Jackknife Conformal Detection¶
This example demonstrates how to use jackknife (leave-one-out) conformal prediction for anomaly detection.
Setup¶
import numpy as np
from pyod.models.lof import LOF
from sklearn.datasets import load_breast_cancer
from scipy.stats import false_discovery_control
from nonconform.estimation import ConformalDetector
from nonconform.strategy import Jackknife
from nonconform.utils.func import Aggregation
# Load example data
data = load_breast_cancer()
X = data.data
y = data.target
Basic Usage¶
# Initialize base detector
base_detector = LOF()
# Create jackknife strategy (leave-one-out)

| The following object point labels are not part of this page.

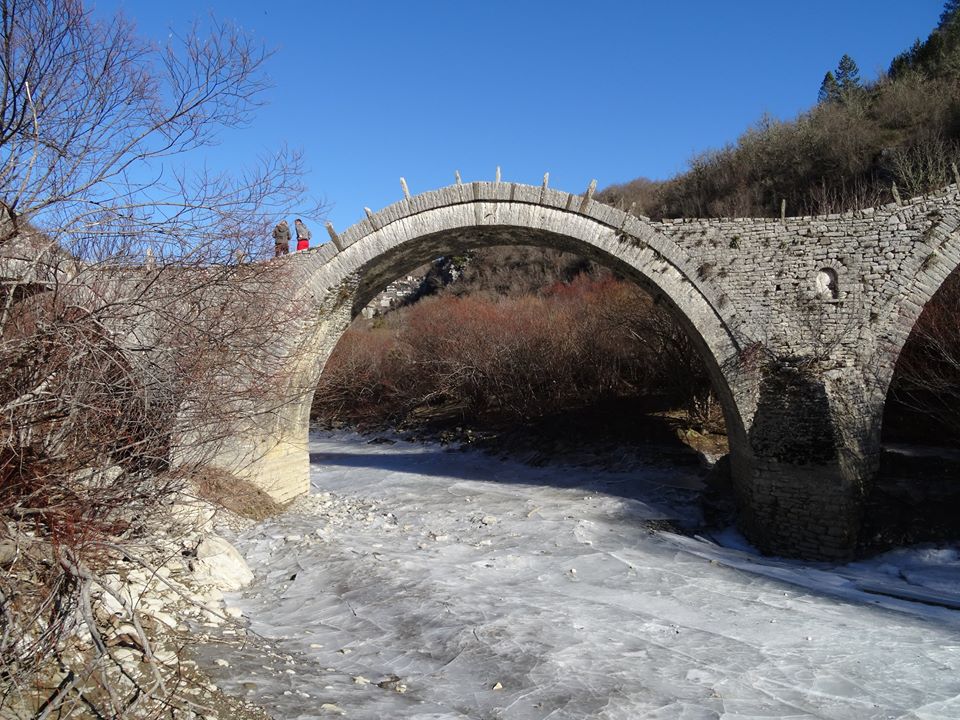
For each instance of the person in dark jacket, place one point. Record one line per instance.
(303, 235)
(281, 239)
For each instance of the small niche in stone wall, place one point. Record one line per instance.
(826, 287)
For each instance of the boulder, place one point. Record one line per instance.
(219, 563)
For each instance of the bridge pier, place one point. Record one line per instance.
(810, 456)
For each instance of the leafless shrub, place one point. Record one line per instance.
(509, 359)
(108, 366)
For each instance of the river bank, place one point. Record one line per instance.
(423, 582)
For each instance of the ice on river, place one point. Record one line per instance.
(417, 582)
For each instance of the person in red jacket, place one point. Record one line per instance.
(303, 235)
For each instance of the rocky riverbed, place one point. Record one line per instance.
(420, 582)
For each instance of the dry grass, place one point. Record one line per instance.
(226, 490)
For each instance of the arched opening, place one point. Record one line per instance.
(916, 497)
(505, 337)
(588, 290)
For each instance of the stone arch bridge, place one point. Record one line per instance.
(799, 320)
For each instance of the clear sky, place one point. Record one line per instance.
(372, 91)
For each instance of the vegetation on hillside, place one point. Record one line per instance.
(848, 151)
(852, 149)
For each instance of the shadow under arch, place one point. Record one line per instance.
(625, 244)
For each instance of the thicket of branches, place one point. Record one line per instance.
(492, 360)
(123, 311)
(846, 152)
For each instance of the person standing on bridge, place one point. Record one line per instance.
(281, 239)
(303, 235)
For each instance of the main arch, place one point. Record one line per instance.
(790, 362)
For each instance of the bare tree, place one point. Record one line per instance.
(125, 315)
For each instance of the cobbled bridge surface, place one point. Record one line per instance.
(799, 320)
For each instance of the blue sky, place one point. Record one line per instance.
(607, 90)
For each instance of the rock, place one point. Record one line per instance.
(8, 552)
(219, 563)
(193, 513)
(393, 682)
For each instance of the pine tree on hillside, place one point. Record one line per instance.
(848, 76)
(950, 14)
(829, 90)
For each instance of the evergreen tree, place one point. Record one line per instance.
(829, 90)
(848, 76)
(950, 14)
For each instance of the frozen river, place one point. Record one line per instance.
(421, 583)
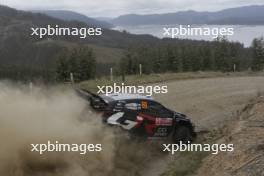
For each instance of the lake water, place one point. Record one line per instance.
(242, 33)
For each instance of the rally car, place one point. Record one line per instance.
(142, 116)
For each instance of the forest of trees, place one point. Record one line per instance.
(220, 55)
(80, 62)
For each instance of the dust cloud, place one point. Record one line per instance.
(58, 114)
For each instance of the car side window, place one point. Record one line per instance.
(158, 110)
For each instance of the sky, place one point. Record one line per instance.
(113, 8)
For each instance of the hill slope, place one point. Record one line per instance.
(74, 16)
(248, 15)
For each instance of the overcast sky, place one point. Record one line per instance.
(112, 8)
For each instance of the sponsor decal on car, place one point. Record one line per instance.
(163, 121)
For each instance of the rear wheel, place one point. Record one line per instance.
(183, 134)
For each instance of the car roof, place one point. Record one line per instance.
(117, 97)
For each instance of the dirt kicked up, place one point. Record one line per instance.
(34, 117)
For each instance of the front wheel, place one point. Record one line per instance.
(183, 134)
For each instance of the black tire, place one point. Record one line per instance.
(183, 134)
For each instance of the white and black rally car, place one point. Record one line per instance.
(142, 116)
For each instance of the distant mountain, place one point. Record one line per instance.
(248, 15)
(74, 16)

jackknife_strategy = Jackknife()
# Initialize detector with jackknife strategy
detector = ConformalDetector(
detector=base_detector,
strategy=jackknife_strategy,
aggregation=Aggregation.MEDIAN,
seed=42,
)
# Fit and predict
detector.fit(X)
p_values = detector.predict(X, raw=False)
# Detect anomalies
anomalies = p_values < 0.05
print(f"Number of anomalies detected: {anomalies.sum()}")
Jackknife Plus Mode¶
# Use plus mode to retain all models
jackknife_plus_strategy = Jackknife(plus=True)

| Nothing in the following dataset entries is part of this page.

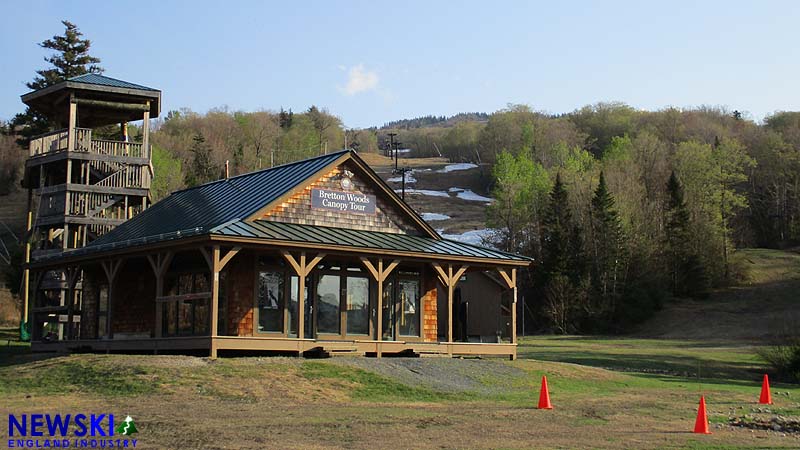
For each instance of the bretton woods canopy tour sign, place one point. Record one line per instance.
(341, 201)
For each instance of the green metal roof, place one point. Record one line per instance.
(197, 210)
(372, 240)
(220, 208)
(102, 80)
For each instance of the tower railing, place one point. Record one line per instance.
(58, 141)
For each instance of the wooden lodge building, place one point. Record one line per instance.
(315, 256)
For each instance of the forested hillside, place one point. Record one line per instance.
(621, 208)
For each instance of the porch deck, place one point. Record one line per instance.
(282, 345)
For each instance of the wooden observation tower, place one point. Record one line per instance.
(83, 179)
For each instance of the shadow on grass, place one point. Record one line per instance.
(682, 366)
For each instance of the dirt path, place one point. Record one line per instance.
(766, 306)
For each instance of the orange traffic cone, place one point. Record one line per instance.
(766, 396)
(544, 395)
(701, 424)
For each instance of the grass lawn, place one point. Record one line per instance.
(608, 393)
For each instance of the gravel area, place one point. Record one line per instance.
(441, 374)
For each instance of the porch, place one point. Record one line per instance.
(226, 298)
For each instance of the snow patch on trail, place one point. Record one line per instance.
(424, 192)
(430, 217)
(409, 178)
(474, 237)
(459, 166)
(467, 194)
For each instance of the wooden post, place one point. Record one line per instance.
(27, 272)
(450, 279)
(146, 132)
(511, 281)
(302, 268)
(73, 122)
(72, 274)
(160, 264)
(111, 268)
(380, 273)
(216, 264)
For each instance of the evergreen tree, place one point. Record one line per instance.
(607, 248)
(285, 118)
(556, 228)
(676, 229)
(561, 276)
(71, 59)
(203, 169)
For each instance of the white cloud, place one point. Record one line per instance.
(360, 80)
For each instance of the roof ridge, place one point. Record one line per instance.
(281, 166)
(77, 79)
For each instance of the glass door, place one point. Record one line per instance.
(408, 300)
(357, 316)
(328, 304)
(294, 288)
(388, 311)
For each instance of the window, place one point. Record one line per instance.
(270, 301)
(188, 312)
(102, 311)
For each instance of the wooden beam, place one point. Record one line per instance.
(207, 256)
(215, 268)
(228, 256)
(450, 279)
(72, 274)
(302, 268)
(511, 280)
(160, 264)
(380, 273)
(146, 131)
(73, 122)
(111, 268)
(113, 105)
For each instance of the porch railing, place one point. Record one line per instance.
(57, 141)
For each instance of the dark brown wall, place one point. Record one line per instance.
(484, 296)
(240, 288)
(429, 306)
(91, 286)
(133, 298)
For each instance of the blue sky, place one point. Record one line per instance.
(371, 62)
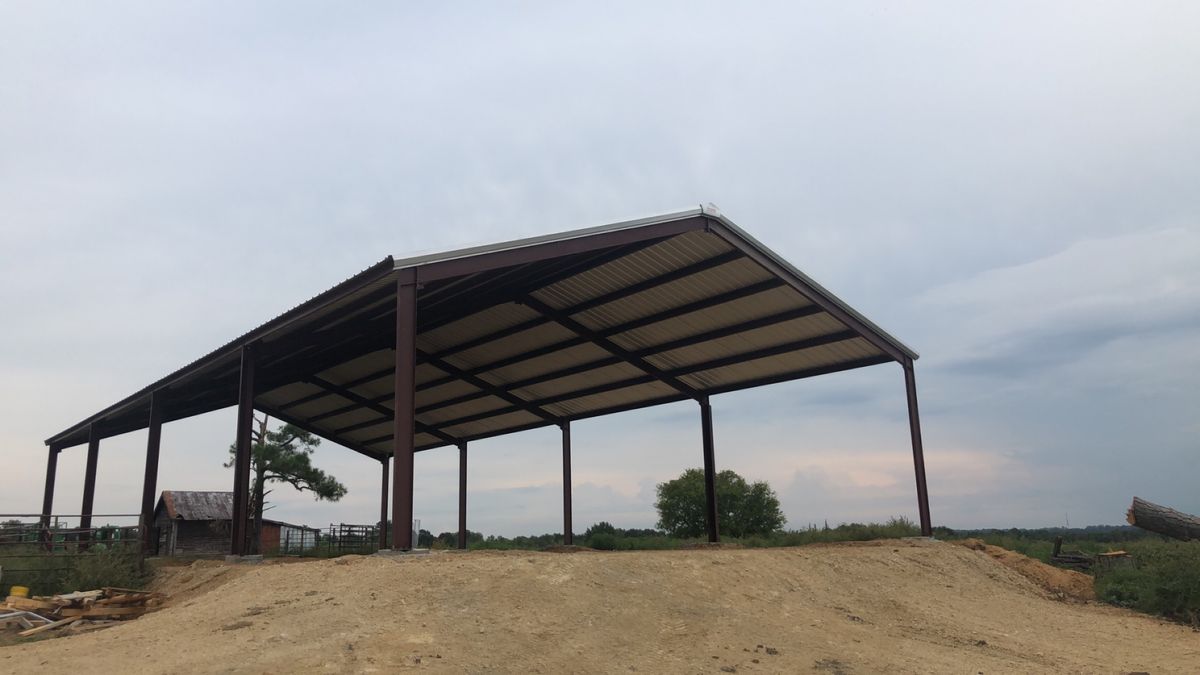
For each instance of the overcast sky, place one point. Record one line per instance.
(1012, 189)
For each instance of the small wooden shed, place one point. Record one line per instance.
(198, 523)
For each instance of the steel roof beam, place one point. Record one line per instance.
(387, 413)
(793, 346)
(682, 310)
(689, 341)
(484, 386)
(611, 347)
(675, 398)
(604, 299)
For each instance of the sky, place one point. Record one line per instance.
(1011, 189)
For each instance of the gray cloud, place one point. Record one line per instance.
(1008, 189)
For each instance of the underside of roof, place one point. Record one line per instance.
(533, 333)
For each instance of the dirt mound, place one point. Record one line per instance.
(897, 607)
(1062, 584)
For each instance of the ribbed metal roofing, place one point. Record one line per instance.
(532, 333)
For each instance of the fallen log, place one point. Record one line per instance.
(1163, 520)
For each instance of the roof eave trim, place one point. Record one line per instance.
(481, 250)
(369, 275)
(817, 287)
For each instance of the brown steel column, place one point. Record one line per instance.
(405, 419)
(52, 469)
(89, 483)
(241, 459)
(568, 533)
(383, 507)
(462, 495)
(918, 452)
(706, 422)
(150, 479)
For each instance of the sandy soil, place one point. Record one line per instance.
(891, 607)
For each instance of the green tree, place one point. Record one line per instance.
(743, 508)
(283, 455)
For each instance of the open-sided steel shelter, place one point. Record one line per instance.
(419, 353)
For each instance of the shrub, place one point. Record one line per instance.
(103, 567)
(604, 526)
(1165, 580)
(603, 542)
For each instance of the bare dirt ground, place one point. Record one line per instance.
(886, 607)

detector_plus = ConformalDetector(
detector=base_detector,
strategy=jackknife_plus_strategy,
aggregation=Aggregation.MEDIAN,
seed=42
)
# Fit and predict with ensemble
detector_plus.fit(X)
p_values_plus = detector_plus.predict(X, raw=False)
print(f"Jackknife detections: {(p_values < 0.05).sum()}")
print(f"Jackknife+ detections: {(p_values_plus < 0.05).sum()}")
FDR Control¶
# Apply FDR control to jackknife p-values
adjusted_p_values = false_discovery_control(p_values, method='bh')
discoveries = adjusted_p_values < 0.05
print(f"\nFDR Control Results:")
print(f"Discoveries: {discoveries.sum()}")
print(f"Original detections: {(p_values < 0.05).sum()}")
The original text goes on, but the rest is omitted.